Broadcast on July 07, 2015
With dacher keltner

In this session Dacher will detail the evolutionary origins of compassion, where it resides in our nervous system, and how to cultivate it at the individual and social level.

For more resources on putting compassion into action and a summary of the entire Global Compassion Summit, please visit http://theshiftnetwork.com/page/putting-compassion-action

dacher keltner

Professor of Psychology, Faculty Director Greater Good Science Center
Dacher Keltner received his BA from UC Santa Barbara in 1984 and his PhD from Stanford University in 1989. He is now a full professor at UC Berkeley, Faculty Director of the Greater Good Science Center, and director of the Berkeley Social Interaction Lab (http://socrates.berkeley.edu/~keltner/.) Dacher’s research focuses the biological and evolutionary origins of compassion, awe, love, and beauty, and power, social class, and inequality.

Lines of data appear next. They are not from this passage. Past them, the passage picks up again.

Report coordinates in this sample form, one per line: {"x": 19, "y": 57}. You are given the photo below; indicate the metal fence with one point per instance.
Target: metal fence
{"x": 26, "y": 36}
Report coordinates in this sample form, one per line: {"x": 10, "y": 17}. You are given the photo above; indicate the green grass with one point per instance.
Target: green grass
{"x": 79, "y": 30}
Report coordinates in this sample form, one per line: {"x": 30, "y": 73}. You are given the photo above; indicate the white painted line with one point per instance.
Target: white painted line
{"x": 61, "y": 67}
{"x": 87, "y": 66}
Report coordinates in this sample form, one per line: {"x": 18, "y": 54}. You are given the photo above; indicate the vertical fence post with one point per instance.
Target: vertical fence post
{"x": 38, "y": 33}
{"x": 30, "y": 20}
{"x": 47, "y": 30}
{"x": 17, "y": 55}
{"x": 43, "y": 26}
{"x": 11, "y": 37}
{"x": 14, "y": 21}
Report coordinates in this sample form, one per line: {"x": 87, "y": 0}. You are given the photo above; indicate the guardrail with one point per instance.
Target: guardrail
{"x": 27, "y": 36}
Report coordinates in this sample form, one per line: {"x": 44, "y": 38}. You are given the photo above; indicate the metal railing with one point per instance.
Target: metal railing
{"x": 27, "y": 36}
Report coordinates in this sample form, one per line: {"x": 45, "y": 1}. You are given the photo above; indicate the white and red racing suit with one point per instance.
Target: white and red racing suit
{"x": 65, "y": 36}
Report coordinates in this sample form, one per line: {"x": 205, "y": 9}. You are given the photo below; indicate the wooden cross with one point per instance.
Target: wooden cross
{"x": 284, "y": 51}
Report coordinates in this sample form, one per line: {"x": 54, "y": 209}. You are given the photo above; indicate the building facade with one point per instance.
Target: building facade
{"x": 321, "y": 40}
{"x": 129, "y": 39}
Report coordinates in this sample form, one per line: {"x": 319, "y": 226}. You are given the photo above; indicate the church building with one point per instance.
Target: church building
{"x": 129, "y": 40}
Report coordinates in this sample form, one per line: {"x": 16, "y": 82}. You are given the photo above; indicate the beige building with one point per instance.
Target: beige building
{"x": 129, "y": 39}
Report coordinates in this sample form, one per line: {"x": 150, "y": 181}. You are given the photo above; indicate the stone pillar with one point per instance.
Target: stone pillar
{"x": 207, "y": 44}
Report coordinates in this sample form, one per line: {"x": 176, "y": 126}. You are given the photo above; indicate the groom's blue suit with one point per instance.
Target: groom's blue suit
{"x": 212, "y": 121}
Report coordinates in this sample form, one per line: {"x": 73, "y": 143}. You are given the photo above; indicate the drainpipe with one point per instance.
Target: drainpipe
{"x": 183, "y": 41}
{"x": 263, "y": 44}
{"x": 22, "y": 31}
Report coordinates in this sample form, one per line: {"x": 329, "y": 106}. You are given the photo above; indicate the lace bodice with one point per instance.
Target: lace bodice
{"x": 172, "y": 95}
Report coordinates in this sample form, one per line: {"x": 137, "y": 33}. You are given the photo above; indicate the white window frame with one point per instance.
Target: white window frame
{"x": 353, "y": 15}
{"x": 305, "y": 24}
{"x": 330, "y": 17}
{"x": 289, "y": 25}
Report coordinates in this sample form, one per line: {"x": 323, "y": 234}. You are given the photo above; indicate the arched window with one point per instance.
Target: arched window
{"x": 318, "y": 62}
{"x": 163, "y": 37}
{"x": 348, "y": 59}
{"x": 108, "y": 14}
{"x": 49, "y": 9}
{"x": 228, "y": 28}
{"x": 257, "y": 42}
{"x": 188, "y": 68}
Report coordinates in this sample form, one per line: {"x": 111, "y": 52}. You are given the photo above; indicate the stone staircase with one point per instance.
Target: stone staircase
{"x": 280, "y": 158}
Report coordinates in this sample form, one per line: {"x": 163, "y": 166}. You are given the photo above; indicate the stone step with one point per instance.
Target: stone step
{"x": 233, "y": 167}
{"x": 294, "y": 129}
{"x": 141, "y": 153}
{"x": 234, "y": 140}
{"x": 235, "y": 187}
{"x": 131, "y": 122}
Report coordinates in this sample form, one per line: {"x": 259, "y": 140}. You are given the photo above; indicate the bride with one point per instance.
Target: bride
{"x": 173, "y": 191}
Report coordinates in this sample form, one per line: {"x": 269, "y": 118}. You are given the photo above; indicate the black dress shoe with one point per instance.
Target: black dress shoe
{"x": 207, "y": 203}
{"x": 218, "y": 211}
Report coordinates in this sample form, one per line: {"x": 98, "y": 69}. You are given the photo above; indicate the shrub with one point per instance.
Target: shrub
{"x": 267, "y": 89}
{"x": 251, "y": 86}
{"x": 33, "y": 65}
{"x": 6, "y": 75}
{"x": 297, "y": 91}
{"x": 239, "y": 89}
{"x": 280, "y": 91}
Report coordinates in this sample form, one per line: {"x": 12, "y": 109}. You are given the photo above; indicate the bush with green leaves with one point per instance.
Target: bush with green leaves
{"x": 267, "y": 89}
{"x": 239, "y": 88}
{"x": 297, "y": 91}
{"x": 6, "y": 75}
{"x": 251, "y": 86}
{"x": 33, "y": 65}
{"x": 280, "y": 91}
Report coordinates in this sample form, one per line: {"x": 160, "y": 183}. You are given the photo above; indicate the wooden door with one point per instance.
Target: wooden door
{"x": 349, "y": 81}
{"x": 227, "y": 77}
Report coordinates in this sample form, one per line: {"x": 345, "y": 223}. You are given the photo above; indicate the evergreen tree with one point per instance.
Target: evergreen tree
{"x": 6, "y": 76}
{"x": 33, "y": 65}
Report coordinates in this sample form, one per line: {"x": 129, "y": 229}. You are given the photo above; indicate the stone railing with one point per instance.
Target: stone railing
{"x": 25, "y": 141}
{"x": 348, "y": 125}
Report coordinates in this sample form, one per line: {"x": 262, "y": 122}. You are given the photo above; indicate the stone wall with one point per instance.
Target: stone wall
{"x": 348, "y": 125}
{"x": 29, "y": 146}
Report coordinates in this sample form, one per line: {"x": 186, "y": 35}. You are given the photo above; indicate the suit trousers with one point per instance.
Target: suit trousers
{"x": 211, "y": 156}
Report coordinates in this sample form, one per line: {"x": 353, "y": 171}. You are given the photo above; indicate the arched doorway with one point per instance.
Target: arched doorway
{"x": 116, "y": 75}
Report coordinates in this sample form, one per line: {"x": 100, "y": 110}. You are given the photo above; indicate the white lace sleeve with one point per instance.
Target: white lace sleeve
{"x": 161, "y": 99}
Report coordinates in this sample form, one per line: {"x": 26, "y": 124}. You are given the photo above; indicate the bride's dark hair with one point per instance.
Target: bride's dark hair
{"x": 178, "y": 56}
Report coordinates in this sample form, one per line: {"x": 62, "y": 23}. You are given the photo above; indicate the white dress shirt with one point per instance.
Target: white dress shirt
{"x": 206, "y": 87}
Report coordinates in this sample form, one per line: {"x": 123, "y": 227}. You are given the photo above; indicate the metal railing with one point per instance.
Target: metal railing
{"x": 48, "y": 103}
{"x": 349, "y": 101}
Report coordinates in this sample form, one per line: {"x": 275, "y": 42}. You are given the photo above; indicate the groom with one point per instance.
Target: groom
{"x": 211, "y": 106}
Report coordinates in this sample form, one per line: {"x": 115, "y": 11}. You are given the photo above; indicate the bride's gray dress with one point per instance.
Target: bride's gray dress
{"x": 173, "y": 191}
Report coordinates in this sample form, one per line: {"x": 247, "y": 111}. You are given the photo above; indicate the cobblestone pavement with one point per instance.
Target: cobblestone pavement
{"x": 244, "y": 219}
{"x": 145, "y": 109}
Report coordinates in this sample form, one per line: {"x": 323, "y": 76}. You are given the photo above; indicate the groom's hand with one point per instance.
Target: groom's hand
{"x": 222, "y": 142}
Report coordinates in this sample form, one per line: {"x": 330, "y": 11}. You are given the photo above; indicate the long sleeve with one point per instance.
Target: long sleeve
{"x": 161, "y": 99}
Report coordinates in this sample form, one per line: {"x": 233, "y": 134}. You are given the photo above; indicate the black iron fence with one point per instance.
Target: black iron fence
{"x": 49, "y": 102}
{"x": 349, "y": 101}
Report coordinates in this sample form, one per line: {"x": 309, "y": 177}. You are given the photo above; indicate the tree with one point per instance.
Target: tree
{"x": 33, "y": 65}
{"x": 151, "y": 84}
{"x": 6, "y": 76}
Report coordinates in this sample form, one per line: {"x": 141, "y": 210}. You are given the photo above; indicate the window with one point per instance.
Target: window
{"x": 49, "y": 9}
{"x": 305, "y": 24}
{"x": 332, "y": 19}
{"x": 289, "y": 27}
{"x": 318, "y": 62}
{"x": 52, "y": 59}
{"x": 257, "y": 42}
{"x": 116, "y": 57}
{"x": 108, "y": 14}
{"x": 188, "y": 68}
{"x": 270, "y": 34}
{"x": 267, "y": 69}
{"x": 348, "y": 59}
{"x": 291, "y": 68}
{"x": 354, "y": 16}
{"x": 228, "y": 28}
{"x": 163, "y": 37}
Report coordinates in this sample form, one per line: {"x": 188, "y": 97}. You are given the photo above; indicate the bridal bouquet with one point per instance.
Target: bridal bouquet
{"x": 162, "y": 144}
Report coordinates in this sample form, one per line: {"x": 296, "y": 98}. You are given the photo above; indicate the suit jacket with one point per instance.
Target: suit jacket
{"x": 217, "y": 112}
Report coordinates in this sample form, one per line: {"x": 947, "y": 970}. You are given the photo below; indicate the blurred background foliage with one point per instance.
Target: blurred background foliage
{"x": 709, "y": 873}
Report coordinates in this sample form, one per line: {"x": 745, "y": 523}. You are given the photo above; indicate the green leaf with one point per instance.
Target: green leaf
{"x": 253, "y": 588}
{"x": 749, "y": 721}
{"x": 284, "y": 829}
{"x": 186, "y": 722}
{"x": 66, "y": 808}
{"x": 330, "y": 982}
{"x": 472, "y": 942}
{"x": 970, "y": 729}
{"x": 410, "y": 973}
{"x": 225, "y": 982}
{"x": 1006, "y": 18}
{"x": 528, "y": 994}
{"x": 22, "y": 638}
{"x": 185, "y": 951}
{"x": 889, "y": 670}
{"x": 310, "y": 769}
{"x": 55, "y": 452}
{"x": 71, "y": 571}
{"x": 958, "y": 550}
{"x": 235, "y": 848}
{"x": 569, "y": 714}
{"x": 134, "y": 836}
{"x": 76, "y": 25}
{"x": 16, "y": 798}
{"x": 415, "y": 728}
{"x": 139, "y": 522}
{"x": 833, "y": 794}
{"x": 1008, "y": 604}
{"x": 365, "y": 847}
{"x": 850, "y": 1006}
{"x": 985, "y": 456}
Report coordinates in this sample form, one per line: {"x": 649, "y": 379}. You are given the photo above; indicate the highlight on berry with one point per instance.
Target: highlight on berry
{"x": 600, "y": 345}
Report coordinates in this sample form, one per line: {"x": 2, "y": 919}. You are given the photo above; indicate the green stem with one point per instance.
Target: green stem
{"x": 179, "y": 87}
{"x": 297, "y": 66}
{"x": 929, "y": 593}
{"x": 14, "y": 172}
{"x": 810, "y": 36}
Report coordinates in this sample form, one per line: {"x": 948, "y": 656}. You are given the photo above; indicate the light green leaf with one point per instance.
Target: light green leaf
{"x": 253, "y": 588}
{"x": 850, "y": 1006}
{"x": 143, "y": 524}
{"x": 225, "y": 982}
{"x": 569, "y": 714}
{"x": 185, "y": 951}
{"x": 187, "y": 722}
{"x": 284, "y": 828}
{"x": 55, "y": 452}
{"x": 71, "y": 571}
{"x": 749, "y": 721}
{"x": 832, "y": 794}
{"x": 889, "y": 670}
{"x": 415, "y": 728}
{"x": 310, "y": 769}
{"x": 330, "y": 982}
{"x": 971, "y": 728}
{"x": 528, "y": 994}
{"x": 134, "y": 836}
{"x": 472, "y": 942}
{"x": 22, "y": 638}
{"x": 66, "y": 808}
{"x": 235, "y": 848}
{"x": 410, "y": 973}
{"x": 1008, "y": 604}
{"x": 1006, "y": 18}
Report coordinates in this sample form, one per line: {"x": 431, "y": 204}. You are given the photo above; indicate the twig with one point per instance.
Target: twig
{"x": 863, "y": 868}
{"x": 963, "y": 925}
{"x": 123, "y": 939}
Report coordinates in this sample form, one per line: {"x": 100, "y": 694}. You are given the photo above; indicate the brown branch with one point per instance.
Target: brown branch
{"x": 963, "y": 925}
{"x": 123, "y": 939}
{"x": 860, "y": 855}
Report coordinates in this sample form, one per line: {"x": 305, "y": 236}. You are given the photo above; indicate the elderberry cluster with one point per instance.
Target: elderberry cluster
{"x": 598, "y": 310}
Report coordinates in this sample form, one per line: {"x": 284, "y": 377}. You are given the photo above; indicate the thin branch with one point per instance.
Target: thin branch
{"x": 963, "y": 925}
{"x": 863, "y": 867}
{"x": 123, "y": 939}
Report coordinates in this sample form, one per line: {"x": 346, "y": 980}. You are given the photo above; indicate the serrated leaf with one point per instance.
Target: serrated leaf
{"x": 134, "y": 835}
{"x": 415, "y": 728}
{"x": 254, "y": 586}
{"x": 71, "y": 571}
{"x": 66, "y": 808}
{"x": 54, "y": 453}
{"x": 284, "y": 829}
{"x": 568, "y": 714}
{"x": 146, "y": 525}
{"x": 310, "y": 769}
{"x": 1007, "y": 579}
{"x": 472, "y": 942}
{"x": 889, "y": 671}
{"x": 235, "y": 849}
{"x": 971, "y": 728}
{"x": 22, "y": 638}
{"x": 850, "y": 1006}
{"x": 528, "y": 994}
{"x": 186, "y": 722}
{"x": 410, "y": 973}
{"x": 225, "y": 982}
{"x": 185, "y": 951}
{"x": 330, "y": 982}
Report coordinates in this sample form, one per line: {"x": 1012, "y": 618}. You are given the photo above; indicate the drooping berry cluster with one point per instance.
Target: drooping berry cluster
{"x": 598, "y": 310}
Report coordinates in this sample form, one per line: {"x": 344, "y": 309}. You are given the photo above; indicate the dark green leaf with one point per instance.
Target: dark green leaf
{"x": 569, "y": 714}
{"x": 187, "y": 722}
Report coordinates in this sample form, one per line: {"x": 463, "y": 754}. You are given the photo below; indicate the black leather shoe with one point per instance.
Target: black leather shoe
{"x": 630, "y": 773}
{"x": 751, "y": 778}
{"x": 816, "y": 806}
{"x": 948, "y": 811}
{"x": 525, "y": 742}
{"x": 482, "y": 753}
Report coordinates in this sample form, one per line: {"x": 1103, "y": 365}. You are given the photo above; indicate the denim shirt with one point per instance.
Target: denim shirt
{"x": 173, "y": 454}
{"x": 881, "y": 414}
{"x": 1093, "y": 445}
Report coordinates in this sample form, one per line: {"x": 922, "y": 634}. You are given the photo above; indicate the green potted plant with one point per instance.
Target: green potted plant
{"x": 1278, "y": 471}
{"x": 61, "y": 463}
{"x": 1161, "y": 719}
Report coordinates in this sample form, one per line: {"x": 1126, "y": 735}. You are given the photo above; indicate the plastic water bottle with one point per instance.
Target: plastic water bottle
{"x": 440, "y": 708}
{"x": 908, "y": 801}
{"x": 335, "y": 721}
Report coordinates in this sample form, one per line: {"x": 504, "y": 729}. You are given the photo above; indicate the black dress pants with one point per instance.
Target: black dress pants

Dacher is the co-author of two textbooks, as well as the best-selling Born to Be Good: The Science of a Meaningful Life, and The Compassionate Instinct. Dacher has published over 190 scientific articles, he has written for the New York Times Magazine, The London Times, and Utne Reader, and has received numerous national prizes and grants for his research. He has collaborated with directors at Pixar and a design team at Facebook, on projects at Google. Dacher has received the outstanding teacher and research mentor awards from UC Berkeley, and seen 20 of his PhD students and post-doctoral fellows become professors. WIRED magazine recently rated Dacher’s podcasts from his course Emotion as one of the five best educational downloads, and the Utne Reader selected Dacher for one of its 50 2008 visionaries. Dacher lives in Berkeley with his wife, Mollie McNeil, an alumna of Berkeley, and their two daughters.